Titre original : The Brother from Another Planet

Année : 1984

Réalisation : John Sayles

Avec : Joe Morton, Daryl Edwards, Rosanna Carter

Petit film produit par Sayles en attendant de pouvoir boucler la production de son premier gros projet, Matewan.

De la SF cheap donc, mais assumée, et presque théâtrale (malgré les nombreuses séquences, je mettrais ma main à couper qu’une adaptation ne devrait pas être si difficile, peut-être même que Sayles l’a écrit pour être joué à Broadway, certains délires étant clairement faits pour la scène…).
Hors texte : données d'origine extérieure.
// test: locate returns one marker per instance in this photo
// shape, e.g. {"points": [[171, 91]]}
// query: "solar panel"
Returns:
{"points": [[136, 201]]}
Bref, c’est sympathique, à chemin entre Starman, L’Homme qui venait d’ailleurs, Terminator avec cet « étranger venu d’ailleurs » découvrant les usages terrestres (ironiquement, Joe Morton, jouera dans Terminator 2), et Alf, E.T., Clerks ou encore Téléchat (l’humour à la Roland Topor).

Jouer les rôles de muet idiot, à la naïveté enfantine et au charisme de mollusque, c’est toujours du pain béni pour un acteur. Les autres s’en donnent à cœur joie aussi (dont Sayles, avec son air idiot, qui est parfait pour son rôle — jusqu’à présent, de ce que j’ai vu, et de plus convaincant du Sayles acteur, c’est un passage mémorable dans Liana où il se fait éconduire misérablement par le personnage éponyme du film ; pas un grand acteur, mais je le dis souvent, jouer les idiots est peut-être ce qu’il y a de plus compliqué, et au moins lors de cette séquence, il est crédible et drôle).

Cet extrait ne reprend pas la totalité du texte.